“The first book ever written about 24-Carat Black”
I’ve been a professional music journalist for eight years, but I’ve been fascinated by sampling in hip-hop–that is, the technique by which music producers use fragments of preexisting recordings, such as a drumbeat or vocal hook–for much longer. As a teenager, I was blown away when I heard a Curtis Mayfield track in the wild and realized I recognized it from a Beastie Boys album, or when I recognized a Frank Zappa deep cut that had been sampled by Madvillain. For me, sampling has been an unlikely vehicle of music discovery. I’ve fallen in love with albums both classic (Sly and the Family Stone’s There’s a Riot Goin’ On) and obscure (Funk Factory’s self-titled 1975 gem) after hearing them sampled in hip-hop.

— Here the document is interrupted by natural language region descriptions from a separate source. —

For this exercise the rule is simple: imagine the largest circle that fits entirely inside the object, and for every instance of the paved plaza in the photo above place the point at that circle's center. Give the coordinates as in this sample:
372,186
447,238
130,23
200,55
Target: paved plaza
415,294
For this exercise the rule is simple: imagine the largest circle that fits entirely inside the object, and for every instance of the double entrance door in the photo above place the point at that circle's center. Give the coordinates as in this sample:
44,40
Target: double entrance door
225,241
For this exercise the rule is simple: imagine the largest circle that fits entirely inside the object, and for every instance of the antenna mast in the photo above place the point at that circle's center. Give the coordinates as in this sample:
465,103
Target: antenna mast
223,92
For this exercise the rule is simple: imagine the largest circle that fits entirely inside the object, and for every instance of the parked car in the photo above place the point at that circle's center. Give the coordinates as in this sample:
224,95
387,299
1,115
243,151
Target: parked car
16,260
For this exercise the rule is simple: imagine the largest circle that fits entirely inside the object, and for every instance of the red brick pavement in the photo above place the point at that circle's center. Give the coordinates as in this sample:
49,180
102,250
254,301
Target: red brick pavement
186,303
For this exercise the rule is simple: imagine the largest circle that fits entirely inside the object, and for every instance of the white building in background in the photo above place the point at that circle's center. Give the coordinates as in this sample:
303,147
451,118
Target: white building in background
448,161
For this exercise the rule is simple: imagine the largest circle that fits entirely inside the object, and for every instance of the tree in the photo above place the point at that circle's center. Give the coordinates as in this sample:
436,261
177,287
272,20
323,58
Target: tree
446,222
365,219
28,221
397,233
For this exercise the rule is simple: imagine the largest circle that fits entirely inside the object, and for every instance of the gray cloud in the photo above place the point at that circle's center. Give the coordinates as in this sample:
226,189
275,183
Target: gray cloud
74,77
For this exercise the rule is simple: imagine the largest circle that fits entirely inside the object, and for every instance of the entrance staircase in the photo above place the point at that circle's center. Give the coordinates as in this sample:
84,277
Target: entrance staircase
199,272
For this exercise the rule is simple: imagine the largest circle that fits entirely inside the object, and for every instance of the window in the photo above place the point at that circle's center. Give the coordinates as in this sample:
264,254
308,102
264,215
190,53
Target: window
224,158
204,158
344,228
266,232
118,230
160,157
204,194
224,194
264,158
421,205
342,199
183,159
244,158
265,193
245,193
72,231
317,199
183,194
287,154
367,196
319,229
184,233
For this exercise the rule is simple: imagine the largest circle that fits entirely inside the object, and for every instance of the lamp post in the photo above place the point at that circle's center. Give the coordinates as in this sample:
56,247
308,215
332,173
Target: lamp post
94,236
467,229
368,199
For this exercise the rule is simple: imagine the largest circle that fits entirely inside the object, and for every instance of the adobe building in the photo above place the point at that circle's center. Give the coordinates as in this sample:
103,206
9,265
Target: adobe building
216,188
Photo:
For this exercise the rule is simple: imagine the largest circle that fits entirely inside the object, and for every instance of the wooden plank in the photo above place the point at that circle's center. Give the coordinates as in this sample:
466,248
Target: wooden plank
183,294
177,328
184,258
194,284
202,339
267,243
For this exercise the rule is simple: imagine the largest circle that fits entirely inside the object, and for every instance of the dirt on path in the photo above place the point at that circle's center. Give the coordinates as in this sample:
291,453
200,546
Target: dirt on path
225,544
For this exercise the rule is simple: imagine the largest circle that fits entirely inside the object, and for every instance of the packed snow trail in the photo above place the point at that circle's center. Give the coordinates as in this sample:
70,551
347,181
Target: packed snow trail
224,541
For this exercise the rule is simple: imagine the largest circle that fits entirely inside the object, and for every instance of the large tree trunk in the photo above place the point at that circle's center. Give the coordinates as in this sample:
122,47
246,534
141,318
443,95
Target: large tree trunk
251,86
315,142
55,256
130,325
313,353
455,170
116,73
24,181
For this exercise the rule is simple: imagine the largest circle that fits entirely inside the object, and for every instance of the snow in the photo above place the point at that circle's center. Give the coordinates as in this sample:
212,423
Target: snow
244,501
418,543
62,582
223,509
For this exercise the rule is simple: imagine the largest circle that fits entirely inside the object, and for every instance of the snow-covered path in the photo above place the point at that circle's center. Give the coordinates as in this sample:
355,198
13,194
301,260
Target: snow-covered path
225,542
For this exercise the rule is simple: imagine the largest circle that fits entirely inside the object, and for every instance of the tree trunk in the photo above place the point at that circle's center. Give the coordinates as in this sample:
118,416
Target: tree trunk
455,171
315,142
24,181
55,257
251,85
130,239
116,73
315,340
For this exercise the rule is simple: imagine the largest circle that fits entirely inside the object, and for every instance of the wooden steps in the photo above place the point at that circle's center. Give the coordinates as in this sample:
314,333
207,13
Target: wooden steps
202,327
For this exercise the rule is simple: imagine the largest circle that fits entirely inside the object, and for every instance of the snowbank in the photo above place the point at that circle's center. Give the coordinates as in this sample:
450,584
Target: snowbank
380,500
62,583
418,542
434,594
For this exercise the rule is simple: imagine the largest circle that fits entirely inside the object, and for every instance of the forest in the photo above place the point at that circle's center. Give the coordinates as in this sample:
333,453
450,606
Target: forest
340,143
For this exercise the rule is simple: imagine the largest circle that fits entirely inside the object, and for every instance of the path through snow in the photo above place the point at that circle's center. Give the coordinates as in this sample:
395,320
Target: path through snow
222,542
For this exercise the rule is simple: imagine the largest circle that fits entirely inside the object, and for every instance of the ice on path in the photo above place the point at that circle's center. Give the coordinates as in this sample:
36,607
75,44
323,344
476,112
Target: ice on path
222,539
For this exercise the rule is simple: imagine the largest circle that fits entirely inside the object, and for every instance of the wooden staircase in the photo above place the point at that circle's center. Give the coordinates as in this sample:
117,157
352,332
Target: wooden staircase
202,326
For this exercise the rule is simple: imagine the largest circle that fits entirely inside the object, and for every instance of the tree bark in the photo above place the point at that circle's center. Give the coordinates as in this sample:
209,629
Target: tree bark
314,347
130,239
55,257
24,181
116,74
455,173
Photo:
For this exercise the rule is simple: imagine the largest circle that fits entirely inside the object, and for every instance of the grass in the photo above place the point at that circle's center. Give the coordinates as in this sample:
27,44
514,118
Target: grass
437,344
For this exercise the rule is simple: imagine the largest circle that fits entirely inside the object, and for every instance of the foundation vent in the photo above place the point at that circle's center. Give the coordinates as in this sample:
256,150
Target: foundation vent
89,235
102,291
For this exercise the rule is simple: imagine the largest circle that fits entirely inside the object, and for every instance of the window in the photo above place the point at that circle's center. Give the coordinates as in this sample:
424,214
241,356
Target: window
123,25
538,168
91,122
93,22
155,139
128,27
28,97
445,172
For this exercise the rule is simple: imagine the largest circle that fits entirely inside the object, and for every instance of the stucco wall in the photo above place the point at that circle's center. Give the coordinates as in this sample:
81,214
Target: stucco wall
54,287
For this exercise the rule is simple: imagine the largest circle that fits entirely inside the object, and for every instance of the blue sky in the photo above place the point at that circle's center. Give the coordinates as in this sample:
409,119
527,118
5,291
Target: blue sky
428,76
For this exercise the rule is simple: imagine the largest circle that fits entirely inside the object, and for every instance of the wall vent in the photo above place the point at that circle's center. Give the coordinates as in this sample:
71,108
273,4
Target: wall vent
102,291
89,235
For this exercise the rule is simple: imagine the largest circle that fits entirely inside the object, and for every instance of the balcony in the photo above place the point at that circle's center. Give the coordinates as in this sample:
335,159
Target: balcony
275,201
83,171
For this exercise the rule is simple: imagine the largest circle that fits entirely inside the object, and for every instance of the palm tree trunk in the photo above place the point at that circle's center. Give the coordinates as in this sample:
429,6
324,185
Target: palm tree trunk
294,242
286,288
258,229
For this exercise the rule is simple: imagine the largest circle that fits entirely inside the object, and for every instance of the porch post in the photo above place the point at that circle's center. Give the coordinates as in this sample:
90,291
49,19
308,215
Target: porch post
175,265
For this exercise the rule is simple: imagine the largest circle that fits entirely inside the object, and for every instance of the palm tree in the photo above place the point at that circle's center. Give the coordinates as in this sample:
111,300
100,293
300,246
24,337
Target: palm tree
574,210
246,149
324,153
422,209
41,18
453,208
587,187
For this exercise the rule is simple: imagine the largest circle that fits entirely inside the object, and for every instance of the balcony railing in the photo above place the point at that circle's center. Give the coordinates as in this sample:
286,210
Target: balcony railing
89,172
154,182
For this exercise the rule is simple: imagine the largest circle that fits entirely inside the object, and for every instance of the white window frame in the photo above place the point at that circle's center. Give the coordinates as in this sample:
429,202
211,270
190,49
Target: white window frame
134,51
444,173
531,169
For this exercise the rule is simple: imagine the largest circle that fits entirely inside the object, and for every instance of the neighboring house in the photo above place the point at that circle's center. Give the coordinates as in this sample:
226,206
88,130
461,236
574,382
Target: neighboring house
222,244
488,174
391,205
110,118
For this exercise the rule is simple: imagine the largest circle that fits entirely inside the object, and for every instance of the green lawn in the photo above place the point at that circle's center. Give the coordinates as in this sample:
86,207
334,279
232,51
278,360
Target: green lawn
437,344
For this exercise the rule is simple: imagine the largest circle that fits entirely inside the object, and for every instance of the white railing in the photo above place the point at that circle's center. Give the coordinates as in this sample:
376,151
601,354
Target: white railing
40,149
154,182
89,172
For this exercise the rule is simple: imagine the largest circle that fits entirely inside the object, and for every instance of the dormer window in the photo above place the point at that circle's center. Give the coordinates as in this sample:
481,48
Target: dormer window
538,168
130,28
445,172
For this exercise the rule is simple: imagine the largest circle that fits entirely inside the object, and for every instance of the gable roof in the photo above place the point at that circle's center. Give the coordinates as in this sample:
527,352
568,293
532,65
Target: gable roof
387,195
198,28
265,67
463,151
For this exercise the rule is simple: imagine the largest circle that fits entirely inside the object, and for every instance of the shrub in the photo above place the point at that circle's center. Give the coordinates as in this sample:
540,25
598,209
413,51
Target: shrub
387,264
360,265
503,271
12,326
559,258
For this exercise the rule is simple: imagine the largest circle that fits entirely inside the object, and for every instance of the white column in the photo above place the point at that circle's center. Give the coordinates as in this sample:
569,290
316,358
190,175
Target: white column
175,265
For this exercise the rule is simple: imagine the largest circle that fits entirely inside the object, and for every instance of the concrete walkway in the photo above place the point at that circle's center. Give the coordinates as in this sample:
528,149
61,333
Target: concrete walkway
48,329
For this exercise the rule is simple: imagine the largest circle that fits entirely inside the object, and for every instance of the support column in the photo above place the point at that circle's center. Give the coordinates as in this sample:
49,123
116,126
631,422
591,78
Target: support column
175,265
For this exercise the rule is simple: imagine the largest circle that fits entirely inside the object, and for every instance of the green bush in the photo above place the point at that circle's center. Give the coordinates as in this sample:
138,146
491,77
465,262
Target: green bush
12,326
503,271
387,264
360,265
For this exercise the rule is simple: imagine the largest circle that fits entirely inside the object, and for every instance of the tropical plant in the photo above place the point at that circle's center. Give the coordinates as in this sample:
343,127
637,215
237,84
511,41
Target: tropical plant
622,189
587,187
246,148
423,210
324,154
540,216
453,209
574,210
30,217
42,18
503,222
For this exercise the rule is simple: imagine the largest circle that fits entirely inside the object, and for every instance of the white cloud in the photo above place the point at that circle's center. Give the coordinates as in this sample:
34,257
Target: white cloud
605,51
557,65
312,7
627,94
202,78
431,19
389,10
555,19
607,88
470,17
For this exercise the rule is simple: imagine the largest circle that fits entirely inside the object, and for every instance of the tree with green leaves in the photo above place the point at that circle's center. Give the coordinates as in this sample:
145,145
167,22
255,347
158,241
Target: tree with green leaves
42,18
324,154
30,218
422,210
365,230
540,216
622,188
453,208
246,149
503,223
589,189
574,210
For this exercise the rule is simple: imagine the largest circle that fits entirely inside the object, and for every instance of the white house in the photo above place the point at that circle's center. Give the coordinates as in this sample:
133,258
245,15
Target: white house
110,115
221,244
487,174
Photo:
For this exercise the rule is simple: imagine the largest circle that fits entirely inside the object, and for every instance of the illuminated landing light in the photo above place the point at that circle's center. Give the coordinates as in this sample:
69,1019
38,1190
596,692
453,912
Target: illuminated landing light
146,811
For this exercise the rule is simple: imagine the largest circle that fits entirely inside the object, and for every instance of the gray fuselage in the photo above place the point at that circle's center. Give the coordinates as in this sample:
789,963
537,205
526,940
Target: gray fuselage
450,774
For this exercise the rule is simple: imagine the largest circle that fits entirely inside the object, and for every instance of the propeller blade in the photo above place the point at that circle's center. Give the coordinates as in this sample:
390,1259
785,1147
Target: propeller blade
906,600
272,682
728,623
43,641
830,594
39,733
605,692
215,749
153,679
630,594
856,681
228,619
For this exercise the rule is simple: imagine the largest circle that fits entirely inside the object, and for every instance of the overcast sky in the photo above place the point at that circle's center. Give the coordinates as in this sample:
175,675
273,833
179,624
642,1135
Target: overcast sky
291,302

It was sampling that got me interested in 24-Carat Black, a relatively obscure ’70s funk group whose music echoes throughout hip-hop nearly 50 year later. Briefly signed to the legendary Stax Records, 24-Carat Black completed just one album, a brooding, ambitious 1973 concept album titled Ghetto: Misfortune’s Wealth, before disbanding and sinking into obscurity. Yet over the last few decades, their music has become a near-ubiquitous sample source for rappers and producers. 24-Carat Black’s evocative grooves and hooks have been sampled by rap legends like Nas, JAY-Z, Eric B. & Rakim, and even Kendrick Lamar, on his Pulitzer Prize-winning 2017 album DAMN.
In 2018, when Kanye West sampled the group on Pusha T’s album Daytona, I began tracking down surviving members of 24-Carat Black and investigating their unusual story. I was fascinated by the odd discrepancy between the band’s cultural endurance and their lack of name recognition, and I was riveted by the remarkable stories the band members told me about their brief rise and fall under the direction of Stax arranger Dale Warren, who composed their music. Most of all, I was struck by the reality that the surviving musicians have never been able to receive royalties from the continual samples of their music; some of them are still living in poverty, a brutal irony given that inner-city poverty was the primary theme of 24-Carat Black’s only completed album.
My new book, Ghetto: Misfortune’s Wealth (Bloomsbury, 2020), recounts the album’s backstory as well as tracing its rebirth as an underground classic in the ’90s rap community. It’s the first book ever written about 24-Carat Black, rooted in hours of interviews with the original musicians. (The book is part of the 33 ⅓ series, in which each volume focuses on one classic album.) It is my sincere hope that the book will help bring some long-denied recognition and justice to 24-Carat Black, and pierce some of the mysteries that have shrouded this unusual masterpiece for 48 years.